The news rang in Teresa’s heart like Saint Anthony’s Easter bells. How she hated being a Bieker! She could scarcely grasp that this prize, which she believed never to win, was hers.
“Oh, thank you, thank you, thank you.” She wanted to rush around the desk and hug Sister Regis, but the nun’s flowing habit looked a bit too starched. “How can I ever repay you?”
“You don’t owe us anything, Teresa.” The nun rose. “Now go along. Aren’t you supposed to be working in the kitchen?”
All the way to the kitchen, Teresa danced a little jig. Maybe she would bump into Gilbert so she could tell him her real name, but she didn’t.
•
When Teresa healed enough to leave Saint Joseph’s Orphanage, Sister Regis offered her two alternatives: to become a nun or a housekeeper. If Teresa chose “nun,” she would go to the Motherhouse for the Saint Joseph’s nuns in Concordia, Kansas, where Sister Gertrude and Sister Rosina went every summer. If Teresa chose “housekeeper,” she would go to nearby Salina, take care of the Geist children in their handsome home, and at
tend Sacred Heart High School.
Neither choice appealed to Teresa; she’d prayed every night to go back to Schoenchen, not to the Bieker home but on a big farm with lots of children. Strangely, she longed for her childhood home.

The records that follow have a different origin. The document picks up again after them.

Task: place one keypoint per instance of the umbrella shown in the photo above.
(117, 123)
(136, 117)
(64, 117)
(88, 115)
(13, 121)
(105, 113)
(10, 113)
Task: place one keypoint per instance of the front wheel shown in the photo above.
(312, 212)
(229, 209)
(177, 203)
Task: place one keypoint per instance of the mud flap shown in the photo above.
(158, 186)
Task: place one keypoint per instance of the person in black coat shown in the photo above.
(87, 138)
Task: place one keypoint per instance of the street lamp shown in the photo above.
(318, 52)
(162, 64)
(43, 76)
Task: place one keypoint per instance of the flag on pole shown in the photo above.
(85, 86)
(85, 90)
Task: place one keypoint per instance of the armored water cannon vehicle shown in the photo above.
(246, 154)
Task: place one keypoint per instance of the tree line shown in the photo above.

Even that awful last day at the Biekers seemed vague. However, she wasn’t being offered Schoenchen; she had to choose “nun” or “housekeeper.”
Ever since Sister Gertrude held Teresa on her lap and placed a picture of the Virgin Mary in her hand, the girl had dreamed of becoming a nun. She developed an immense love for nuns, feeling secure in their presence. As a child, she’d spent hours wearing a towel over her head, pretending to be a Sister, but faced with the opportunity, Teresa hesitated. These Abilene nuns don’t really know me. They don’t know what Bappa made me do. I’m not good enough to be a nun. Besides, if I become a nun, then Gilbert will never know that I love him.
As matters now stood, Gilbert had no way of knowing. Although they ate at the same table, they never spoke, but twice he had smiled at her. Mostly Teresa just looked at him. If she became a nun, he would fade away until he was only a photograph she held in her heart.
If she went to Salina? Then she and Gilbert would somehow, magically, manage to get together, she felt certain. Besides, living in a handsome house appealed to her, as did the idea of returning to school. So Teresa chose Salina.
After she had chosen, she wondered if she’d made the right decision. She waited after a meal to confide in Sister Nolaska, a tall, good-looking nun, head cook in the orphanage kitchen.
“I probably shouldn’t feel this way,” Teresa said as the cook prepared some beans to soak. “I know it isn’t proper, and certainly not for a nun.” She quietly revealed a tiny fragment of her passion for Gilbert.
“Let me show you something.” Sister Nolaska strode out of the building with Teresa behind her. Fresh air slapped Teresa’s face; she could feel winter looming. The nun led Teresa to a barn behind the main building and slid open the door. In a corner sat a dozen dust-covered trunks, some quite old.